Surviving Ugandans Become Trauma Counselors

Women trying to rebuild life in northern Uganda are not yet safe enough for typical trauma counseling to be appropriate. A U.S. charity finds it can still provide assistance by training local people who can then help survivors adapt, work and sleep.

(WOMENSENEWS)–Tragic events like terrorist attacks and natural disasters illustrate how strangers can come together selflessly and spontaneously, helping each other. For each moment of horror there is a corresponding act of beauty and kindness.

But what happens when the initial crisis is over, leaving people to adjust to a new reality? Around the world, it is often women who strive to make life as bearable as possible for those who survive.

A friend who worked in a Bosnia refugee camp told me, "The men rapidly fell apart, and the kids became silent; it was up to the women to get the family up every morning, feeding them and washing their clothes. If the women had let their feelings show, just for a moment, the whole edifice would have collapsed."

I interviewed a young mother in the West Bank’s Ramallah who woke one day to find her apartment block encircled by tanks, their guns trained on her windows. "How could I explain it to my 7-year-old son? I baked him a cake shaped like a tank and used a chocolate bar as the gun. I had to normalize the situation for him."

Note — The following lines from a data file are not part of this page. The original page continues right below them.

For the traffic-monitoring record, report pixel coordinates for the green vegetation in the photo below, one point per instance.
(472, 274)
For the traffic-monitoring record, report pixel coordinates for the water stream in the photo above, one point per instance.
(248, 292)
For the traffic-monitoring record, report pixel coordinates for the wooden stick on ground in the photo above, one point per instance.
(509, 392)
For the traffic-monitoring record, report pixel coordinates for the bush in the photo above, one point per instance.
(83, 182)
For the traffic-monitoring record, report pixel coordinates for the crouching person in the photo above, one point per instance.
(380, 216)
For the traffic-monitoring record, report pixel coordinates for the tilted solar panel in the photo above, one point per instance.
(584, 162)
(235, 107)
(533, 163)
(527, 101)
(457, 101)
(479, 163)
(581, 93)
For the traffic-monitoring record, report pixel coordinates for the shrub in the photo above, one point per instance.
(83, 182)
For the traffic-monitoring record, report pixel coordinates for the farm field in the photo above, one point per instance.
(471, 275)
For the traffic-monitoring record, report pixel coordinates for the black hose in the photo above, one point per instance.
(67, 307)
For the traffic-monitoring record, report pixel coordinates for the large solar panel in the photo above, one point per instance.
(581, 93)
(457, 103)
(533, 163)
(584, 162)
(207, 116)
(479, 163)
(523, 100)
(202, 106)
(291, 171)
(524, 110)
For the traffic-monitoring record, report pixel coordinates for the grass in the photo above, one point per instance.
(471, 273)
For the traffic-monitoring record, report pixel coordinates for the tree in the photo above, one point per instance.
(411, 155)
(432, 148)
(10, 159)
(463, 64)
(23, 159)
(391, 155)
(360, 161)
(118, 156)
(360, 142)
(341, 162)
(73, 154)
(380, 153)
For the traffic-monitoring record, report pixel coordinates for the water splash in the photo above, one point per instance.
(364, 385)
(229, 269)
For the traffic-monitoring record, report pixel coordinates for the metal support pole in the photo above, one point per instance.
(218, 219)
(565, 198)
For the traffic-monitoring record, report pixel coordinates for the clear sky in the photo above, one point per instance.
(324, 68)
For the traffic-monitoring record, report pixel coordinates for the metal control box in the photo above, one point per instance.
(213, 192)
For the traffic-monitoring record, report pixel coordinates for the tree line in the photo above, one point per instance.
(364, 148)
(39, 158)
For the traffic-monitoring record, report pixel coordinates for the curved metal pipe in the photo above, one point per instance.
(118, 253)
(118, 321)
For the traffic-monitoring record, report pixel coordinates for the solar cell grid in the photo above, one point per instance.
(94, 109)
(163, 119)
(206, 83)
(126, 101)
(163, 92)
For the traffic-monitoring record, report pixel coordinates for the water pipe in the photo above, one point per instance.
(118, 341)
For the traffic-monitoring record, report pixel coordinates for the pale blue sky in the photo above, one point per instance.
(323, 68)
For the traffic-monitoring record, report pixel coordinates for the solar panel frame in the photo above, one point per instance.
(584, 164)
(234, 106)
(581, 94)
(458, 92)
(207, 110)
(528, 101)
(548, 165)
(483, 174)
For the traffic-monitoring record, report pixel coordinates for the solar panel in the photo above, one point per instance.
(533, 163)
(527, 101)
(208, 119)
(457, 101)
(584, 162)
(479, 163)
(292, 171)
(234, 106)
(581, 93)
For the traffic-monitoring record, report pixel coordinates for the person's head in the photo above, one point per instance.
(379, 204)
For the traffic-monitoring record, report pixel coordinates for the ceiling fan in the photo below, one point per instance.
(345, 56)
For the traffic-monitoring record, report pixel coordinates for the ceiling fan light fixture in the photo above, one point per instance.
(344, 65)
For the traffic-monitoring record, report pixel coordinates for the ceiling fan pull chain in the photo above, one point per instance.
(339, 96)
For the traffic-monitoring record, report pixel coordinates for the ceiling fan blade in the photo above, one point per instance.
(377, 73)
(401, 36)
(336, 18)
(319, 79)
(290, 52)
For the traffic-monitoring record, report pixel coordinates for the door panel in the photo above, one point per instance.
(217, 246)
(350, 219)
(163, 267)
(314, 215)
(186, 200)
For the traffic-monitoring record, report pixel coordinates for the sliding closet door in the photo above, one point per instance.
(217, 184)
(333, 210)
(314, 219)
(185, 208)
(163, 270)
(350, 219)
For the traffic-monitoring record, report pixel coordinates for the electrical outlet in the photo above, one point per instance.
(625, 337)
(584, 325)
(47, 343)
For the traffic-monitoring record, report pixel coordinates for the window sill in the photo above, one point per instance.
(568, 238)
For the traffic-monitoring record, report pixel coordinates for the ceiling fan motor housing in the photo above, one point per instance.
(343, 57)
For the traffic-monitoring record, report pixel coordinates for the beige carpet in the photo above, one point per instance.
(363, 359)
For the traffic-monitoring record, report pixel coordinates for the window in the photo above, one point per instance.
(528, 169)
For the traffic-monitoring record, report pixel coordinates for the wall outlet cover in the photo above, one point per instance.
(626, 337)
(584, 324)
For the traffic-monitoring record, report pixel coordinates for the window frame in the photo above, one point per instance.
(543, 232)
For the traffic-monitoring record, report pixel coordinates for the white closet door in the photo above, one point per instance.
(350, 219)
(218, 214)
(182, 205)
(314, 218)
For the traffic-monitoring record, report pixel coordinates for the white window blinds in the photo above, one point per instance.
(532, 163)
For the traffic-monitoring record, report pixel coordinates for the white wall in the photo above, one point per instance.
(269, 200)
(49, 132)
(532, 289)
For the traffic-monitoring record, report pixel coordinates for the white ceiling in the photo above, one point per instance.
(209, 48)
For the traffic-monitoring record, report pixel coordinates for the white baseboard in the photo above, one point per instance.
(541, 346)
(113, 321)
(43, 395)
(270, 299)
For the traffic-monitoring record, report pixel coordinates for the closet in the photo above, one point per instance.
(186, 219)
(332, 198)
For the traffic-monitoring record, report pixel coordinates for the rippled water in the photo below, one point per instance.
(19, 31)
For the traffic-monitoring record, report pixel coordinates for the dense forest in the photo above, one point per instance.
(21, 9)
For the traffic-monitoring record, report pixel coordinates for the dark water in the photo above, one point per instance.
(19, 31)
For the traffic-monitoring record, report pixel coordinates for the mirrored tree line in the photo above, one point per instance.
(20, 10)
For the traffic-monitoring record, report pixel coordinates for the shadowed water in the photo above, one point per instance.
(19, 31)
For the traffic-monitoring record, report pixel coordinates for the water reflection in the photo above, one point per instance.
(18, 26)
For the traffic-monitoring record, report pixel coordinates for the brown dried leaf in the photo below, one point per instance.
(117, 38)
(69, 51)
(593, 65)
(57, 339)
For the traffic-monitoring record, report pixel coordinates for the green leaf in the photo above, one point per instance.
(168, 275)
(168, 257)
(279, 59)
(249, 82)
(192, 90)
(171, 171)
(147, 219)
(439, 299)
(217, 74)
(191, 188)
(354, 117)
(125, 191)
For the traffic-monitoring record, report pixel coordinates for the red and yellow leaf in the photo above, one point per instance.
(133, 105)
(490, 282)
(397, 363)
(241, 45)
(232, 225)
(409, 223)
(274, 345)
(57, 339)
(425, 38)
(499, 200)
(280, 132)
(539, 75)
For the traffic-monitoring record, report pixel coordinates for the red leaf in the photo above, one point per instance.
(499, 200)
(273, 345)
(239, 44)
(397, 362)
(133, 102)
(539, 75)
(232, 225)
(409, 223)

In the case of northern Uganda it is hard to "normalize" the new reality. For 23 years unarmed civilians endured a war that shattered villages and families. Many who supported their families through unimaginable hardship now face a sense of anti-climax and depression. Anyone who has cared for someone during a terminal illness recognizes this feeling. Once the funeral is past, the bleakness of continuing life alone can be overwhelming.

Great Challenges

The challenges could not be greater than in northern Uganda. Thirty thousand children were forced to become soldiers, brutalized by the notoriously vicious Lord’s Resistance Army. Kids were forced to kill or be killed.

As yesterday’s Women’s eNews story reported, girls were gang raped and bore children for the soldiers who abused them.

Thousands were abducted, often for years at a time, and at the height of the war nearly 2 million northern Ugandans were forced into refugee camps.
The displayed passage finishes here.